Pensei mesmo que seria para sempre, desculpa
Tenho um amigo há doze anos, não foi amor à primeira vista mas com tanta invasão do espaço pessoal lá nos tornamos íntimos. Crescemos juntos, vivemos muitas folias, tivemos alguns dissabores mas sobretudo posso dizer que nunca viajei tanto com alguém como com ele.
Sabido é, que tudo o que começa está condenado a mais ou menos dia acabar, é a lei da vida, do tempo que passa e das relações que se constroem.
Após doze anos, vou tirar a minha santa placa de metal e os seus oito afiliados do meu pé. Deveria ter sido após um ano da colocação, mas não fosse eu chamar-me de Isabel e o hospital Santana ter um péssimo atendimento ao cliente ela teria com toda a certeza de ficar mais tempo. Só para provar que amores destes são possíveis.
Isto levanta alguns receios, primeiro vou fazer na Alemanha. Onde para além de ser anestesiada falam outra língua. Sim, eu sei que percebo alemão, mas nada jamais substitui a nossa língua materna quanto ao entendimento de uma situação em momento de aflição. E sim é um momento de aflição porque vou ser anestesiada, que odeio de antemão, já levei com ambas as opções e sou da opinião que venha o diabo e escolha a melhor.
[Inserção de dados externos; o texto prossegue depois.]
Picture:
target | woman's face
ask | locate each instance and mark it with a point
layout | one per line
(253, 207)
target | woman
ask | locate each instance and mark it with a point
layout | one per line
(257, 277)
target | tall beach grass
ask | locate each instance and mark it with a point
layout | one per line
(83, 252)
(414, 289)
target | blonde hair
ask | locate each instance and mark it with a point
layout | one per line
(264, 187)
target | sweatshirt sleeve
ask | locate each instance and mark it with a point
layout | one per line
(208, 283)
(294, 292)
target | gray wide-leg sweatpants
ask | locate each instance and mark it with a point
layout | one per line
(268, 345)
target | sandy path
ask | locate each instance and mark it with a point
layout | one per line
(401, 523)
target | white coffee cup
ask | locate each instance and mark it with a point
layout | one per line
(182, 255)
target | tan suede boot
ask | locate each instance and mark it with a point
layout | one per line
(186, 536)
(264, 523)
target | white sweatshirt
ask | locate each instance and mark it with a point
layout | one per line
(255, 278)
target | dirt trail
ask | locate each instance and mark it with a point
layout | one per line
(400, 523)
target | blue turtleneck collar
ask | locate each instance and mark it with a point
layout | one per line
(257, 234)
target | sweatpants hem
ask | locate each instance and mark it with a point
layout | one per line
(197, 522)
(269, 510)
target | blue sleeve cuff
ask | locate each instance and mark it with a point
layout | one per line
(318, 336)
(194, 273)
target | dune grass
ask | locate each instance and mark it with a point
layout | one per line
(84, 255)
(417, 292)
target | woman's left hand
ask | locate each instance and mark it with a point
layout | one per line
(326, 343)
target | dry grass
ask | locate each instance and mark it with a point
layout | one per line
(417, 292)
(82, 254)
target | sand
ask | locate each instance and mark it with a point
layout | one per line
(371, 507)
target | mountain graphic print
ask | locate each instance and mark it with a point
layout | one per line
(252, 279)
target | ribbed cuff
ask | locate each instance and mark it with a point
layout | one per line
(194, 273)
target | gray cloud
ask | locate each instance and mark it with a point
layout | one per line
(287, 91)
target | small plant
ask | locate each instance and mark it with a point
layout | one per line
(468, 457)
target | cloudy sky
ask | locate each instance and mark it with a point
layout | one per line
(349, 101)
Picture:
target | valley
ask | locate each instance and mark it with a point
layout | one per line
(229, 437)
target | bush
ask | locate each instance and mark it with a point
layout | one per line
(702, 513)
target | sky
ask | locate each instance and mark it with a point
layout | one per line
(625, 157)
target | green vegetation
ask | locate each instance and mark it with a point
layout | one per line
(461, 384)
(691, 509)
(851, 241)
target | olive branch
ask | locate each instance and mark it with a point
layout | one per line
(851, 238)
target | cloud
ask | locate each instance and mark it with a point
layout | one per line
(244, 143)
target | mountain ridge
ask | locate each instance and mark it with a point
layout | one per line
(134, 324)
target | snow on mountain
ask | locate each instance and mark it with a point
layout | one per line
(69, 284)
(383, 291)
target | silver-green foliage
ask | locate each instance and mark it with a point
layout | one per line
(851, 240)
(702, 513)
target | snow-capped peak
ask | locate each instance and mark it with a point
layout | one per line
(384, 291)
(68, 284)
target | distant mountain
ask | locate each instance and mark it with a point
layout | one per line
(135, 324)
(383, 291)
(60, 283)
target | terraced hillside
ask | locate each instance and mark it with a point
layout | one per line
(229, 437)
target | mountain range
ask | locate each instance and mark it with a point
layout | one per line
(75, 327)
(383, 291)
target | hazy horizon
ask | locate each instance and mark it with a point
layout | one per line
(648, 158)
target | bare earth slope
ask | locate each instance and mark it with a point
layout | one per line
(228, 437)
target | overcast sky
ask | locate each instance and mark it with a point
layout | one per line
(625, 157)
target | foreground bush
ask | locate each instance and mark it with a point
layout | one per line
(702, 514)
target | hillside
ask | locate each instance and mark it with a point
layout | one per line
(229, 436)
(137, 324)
Segundo vou fazer a operação no Hospital onde trabalho, porque ao fim e ao cabo, é o que conheço melhor. No entanto, não deixa de ser embaraçoso pensar que vais ficar deitadinha na maca com as intimidades meio destapadas para meio mundo ver, sei que não trabalham comigo mas de vez em quando lá me cruzo com eles. Já consigo imaginar o meu pensamento quando os vir assim por acaso no corredor, Ele já quase que viu o meu pipi... Olha para o lado Isabel, e finge que não os viste, isso, linda menina.
E depois vou tirar um amigo, sim eu estava a falar a sério. Eu tenho isto há doze anos! D O Z E, tenho 26 neste momento, e desde os 14 que aqui anda. São muitos anos, nos quais teve mais que tempo para se fundir ao meu osso e aninhar-se nele, enroscar-se que nem gato bébe na mãe. E querem tirar? Mas como? Como gente? Que magia macabra é essa que vão usar em mim? Porquê agora?
Têm a certeza que não pode ficar aqui para sempre e todo o sempre, até ser velhinha e já ter mais metal no corpo do que juízo? Ao que parece não, tenho dores e os tais 8 afiliados, que já agora são parafusos, já se notam através da minha pele que a cada dia vai ficando mais lisa e fina.
Digam lá que o quadro não é perfeito? Eu sonho com o drama, com gatos bebés enroscados, com ferrugem e restos de músculo misturados, em feridas que não fecham, nas pseudo-cuecas que vou ter de vestir para o dia D, no meio de tudo isto, sonho em comer castanhas assadas. A irracionalidade tomou controle dos meus sonhos, e o stress manifesta-se num tremelique desalinhado do olho esquerdo.
Mas pronto, percebem em que ponto está o meu nível de ansiedade loucura? E mais! Hoje tive a consulta de preparação pré-operatório, o médico ressalvou o seguinte ah e em tantas outras possibilidades há aquela em que podemos partir sem querer o seu osso. Estão a ver a cena do filme, em que os olhos rolam e toda acção pára para apreciar a desordem que aquela afirmação acabou de lançar? Entro com um amigo e saio com outro? Oi?
Vou esquecer que ouvi isto, e concentrar-me no momento auge do dia em que despi os meus collants (excelente escolha para esta consulta, bravo Isabel) à frente de um médico novo de Ortopedia que trabalha no meu hospital e o apelido é qualquer coisa, que traduzido do alemão fica "Gatinho". E de facto, ele é um.
Poderia ser menos pertinente com a escolha de vestuário e poupar-me a estes momentos de vergonha pública.
E sem querer que não foi de propósito, a operação foi marcada para dia 13 de novembro. O dia em que há três anos deixei Portugal e mudei de país, desta feita, em 2017, doze anos depois vou finalmente deixar de apitar nas seguranças do aeroporto.